## Friday, April 20, 2012

### Finding the median value using MySQL sql

The median of a finite list of numbers is defined as the number in the middle of the list when the list is sorted, or the average (arithmetic mean) of the two numbers in the middle if the size of the list is even.

Since, as I described in my previous post, averages are meaningless when it comes to something like marks, I've decided to start using medians instead since it would be more useful to know in which half of the class you stand with your mark, and medians are much more intuitive than means.

Here is the SQL to find the median in MySQL (adapted from http://stackoverflow.com/a/7263925)

SET @rownum := -1;

SELECT
AVG(t.mark)
FROM
(
SELECT
@rownum := @rownum + 1 AS rownum,
results.mark AS mark
FROM
results
ORDER BY results.mark
) AS t
WHERE
t.rownum IN (
CEIL(@rownum/2),
FLOOR(@rownum/2)
)
;


Here's a brief explanation:

In MySQL we cannot use expressions in LIMIT, so instead we have to simulate a LIMIT by using a counter with user defined variables. Each row in the table will have a row number associated with it starting from 0 in the variable @rownum.

We then choose from these numbered rows the ceiling and floor of "(number of rows - 1)/2" which will be the same middle value if the number of rows is odd or the middle two values if the number of rows is even. The variable will still retain its value after all the rows are numbered so we can use it to know the number of rows.

Since the average of one number is the number itself, we can simply calculate the average of whatever is returned without checking.

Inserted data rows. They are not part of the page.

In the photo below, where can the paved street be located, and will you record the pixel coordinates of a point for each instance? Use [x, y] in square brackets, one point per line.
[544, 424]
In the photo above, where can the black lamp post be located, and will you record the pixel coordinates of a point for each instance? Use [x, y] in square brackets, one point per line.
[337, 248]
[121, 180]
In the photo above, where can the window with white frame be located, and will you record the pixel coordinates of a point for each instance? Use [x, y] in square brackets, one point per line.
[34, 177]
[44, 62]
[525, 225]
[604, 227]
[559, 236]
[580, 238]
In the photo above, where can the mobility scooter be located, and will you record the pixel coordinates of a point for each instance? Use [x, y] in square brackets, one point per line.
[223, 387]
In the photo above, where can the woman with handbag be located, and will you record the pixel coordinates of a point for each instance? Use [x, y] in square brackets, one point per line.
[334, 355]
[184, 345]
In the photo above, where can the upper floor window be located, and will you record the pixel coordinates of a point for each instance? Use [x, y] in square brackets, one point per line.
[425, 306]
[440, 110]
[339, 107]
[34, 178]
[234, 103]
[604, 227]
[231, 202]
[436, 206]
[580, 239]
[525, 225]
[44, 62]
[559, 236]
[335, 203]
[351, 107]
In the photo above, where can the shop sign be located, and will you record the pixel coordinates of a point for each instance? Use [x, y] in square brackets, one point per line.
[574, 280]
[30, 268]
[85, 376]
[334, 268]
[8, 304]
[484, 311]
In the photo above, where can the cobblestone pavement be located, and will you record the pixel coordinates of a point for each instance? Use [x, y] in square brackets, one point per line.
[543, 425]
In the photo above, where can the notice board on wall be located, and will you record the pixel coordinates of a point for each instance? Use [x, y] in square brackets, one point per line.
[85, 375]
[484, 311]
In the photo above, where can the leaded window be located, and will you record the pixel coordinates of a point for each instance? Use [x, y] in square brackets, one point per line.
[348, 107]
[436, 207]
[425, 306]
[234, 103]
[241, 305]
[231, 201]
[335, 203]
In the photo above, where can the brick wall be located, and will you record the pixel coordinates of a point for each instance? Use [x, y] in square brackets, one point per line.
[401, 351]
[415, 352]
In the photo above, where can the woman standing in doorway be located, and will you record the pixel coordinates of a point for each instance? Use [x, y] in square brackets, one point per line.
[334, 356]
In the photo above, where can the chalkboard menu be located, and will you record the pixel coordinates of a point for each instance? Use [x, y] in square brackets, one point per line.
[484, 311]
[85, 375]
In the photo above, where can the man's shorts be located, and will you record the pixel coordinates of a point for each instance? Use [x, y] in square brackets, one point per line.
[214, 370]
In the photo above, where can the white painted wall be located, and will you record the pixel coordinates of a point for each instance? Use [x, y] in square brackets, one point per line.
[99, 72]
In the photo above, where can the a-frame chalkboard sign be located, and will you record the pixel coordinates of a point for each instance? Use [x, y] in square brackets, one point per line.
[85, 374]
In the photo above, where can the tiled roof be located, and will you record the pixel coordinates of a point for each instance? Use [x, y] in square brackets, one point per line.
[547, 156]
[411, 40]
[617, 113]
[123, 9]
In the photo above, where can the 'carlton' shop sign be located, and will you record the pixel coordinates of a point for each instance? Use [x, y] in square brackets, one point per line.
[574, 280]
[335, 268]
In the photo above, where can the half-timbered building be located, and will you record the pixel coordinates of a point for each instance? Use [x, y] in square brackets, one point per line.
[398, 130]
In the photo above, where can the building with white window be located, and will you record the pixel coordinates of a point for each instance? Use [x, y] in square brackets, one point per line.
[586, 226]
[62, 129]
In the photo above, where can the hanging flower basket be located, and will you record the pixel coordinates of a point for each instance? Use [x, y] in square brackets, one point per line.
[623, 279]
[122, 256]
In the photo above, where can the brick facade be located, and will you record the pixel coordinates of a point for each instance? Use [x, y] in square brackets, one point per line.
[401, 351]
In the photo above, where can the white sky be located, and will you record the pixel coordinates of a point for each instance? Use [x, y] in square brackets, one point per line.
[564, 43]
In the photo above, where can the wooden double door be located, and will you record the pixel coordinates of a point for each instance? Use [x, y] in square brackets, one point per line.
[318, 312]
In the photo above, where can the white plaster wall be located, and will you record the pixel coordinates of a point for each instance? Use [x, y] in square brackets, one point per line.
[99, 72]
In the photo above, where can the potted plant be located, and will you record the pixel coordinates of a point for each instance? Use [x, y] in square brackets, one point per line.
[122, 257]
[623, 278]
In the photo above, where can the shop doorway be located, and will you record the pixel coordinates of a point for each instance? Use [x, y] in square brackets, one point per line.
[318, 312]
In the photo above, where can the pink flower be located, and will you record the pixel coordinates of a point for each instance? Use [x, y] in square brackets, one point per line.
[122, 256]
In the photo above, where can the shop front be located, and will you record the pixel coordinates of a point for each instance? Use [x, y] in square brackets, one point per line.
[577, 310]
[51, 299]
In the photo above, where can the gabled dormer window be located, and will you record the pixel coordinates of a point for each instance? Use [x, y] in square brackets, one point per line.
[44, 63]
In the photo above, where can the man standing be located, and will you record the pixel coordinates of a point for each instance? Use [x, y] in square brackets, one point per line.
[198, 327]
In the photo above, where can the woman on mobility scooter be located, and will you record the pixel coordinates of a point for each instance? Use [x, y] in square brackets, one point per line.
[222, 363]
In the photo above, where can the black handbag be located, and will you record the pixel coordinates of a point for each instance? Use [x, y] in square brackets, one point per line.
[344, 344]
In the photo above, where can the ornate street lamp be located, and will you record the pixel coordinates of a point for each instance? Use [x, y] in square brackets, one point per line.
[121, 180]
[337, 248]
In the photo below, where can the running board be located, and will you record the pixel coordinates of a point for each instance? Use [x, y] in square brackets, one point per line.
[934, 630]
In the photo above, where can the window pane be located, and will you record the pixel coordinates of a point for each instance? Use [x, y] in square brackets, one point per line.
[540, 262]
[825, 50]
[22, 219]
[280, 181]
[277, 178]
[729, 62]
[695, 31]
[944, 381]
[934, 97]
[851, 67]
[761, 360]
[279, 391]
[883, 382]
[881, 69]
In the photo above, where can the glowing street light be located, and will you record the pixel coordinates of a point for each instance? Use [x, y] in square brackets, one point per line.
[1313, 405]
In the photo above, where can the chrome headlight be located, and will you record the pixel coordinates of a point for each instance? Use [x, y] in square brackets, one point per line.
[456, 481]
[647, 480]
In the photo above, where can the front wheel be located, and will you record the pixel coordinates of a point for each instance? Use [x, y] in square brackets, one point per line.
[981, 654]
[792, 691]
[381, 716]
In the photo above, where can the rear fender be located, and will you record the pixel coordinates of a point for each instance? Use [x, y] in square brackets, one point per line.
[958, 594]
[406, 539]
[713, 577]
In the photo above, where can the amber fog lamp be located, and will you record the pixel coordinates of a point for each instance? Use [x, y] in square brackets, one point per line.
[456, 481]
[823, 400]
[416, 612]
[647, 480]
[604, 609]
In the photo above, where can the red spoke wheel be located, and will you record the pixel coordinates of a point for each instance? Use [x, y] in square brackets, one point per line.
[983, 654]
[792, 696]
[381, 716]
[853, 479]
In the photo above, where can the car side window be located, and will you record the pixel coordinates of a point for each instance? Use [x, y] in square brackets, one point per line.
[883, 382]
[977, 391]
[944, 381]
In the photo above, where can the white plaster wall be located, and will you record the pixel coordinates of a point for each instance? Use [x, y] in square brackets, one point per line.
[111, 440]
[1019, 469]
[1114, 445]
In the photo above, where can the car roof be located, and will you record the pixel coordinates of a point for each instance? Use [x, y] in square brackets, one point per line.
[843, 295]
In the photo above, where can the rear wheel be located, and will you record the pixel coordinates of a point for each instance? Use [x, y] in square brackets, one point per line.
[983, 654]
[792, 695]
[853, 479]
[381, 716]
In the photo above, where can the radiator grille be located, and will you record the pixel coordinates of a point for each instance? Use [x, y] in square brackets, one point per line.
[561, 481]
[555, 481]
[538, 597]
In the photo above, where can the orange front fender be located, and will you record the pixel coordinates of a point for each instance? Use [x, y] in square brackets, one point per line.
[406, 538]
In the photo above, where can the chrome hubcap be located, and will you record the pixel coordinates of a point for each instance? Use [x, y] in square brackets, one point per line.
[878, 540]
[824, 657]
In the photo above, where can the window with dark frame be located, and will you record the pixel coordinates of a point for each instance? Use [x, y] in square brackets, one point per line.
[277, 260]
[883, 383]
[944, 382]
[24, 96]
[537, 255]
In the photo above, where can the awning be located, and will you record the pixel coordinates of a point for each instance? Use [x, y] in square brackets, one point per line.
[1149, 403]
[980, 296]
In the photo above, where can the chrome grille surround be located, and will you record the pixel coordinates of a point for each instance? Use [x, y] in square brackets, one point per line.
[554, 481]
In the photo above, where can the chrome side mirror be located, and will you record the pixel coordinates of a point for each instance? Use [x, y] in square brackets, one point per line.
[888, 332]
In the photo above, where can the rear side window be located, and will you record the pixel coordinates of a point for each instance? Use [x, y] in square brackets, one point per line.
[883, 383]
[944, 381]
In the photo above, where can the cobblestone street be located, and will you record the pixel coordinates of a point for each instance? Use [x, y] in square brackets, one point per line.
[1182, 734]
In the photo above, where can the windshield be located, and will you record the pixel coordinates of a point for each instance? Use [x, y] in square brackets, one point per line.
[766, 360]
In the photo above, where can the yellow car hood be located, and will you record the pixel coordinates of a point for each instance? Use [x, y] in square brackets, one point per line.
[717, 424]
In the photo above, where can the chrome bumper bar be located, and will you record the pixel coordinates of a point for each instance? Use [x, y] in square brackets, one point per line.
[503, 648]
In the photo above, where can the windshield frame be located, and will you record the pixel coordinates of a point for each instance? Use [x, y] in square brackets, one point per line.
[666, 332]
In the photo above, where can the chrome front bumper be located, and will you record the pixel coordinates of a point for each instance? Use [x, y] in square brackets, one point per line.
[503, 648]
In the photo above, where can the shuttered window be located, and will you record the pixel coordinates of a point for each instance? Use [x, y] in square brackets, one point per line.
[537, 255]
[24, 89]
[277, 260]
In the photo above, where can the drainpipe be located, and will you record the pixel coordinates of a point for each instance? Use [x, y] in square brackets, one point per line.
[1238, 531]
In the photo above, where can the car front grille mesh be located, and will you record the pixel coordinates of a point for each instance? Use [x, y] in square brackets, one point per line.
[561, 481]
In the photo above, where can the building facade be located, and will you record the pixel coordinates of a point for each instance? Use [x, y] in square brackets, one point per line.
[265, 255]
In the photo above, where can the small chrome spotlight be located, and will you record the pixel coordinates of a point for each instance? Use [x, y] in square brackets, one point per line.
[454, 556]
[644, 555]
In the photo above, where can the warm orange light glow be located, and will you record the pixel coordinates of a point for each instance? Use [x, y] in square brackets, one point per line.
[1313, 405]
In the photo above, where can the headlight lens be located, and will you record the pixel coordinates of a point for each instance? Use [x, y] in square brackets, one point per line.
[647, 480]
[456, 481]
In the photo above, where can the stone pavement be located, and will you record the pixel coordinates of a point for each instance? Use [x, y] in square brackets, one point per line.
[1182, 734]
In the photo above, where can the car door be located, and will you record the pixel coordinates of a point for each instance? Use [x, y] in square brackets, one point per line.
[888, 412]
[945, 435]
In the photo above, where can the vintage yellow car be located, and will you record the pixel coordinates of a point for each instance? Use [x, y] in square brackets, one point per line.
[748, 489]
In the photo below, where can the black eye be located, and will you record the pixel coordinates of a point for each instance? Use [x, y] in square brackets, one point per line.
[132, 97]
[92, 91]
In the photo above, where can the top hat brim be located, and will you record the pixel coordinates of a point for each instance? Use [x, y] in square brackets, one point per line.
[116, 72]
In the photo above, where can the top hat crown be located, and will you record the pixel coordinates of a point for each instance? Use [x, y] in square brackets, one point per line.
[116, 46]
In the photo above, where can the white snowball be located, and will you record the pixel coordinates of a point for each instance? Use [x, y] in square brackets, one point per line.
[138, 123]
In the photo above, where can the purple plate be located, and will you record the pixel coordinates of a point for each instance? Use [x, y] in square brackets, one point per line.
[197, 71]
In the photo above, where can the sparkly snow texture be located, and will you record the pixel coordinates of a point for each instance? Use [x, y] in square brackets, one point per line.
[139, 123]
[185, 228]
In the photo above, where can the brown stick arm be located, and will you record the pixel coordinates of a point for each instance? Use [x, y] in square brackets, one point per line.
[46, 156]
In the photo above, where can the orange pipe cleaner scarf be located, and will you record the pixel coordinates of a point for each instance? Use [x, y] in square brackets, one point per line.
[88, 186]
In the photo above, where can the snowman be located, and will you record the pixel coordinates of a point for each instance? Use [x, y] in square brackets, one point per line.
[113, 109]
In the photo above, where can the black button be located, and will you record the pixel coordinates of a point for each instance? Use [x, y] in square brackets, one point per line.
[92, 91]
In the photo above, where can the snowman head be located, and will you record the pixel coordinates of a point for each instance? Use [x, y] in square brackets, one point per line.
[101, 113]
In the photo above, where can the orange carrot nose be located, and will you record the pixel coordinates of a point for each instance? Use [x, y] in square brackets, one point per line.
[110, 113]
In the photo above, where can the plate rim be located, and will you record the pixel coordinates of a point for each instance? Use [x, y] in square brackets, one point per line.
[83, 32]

If the number of rows is odd then we shall find the average of the middle value which will remain the same and if the number of rows is even then we shall find the average of the middle two values will will be the correct median.

Don't forget that if you're using this in PHP you have to use two "mysql_query" calls, one for the first SET and another for the SELECT as you cannot use ";" in queries.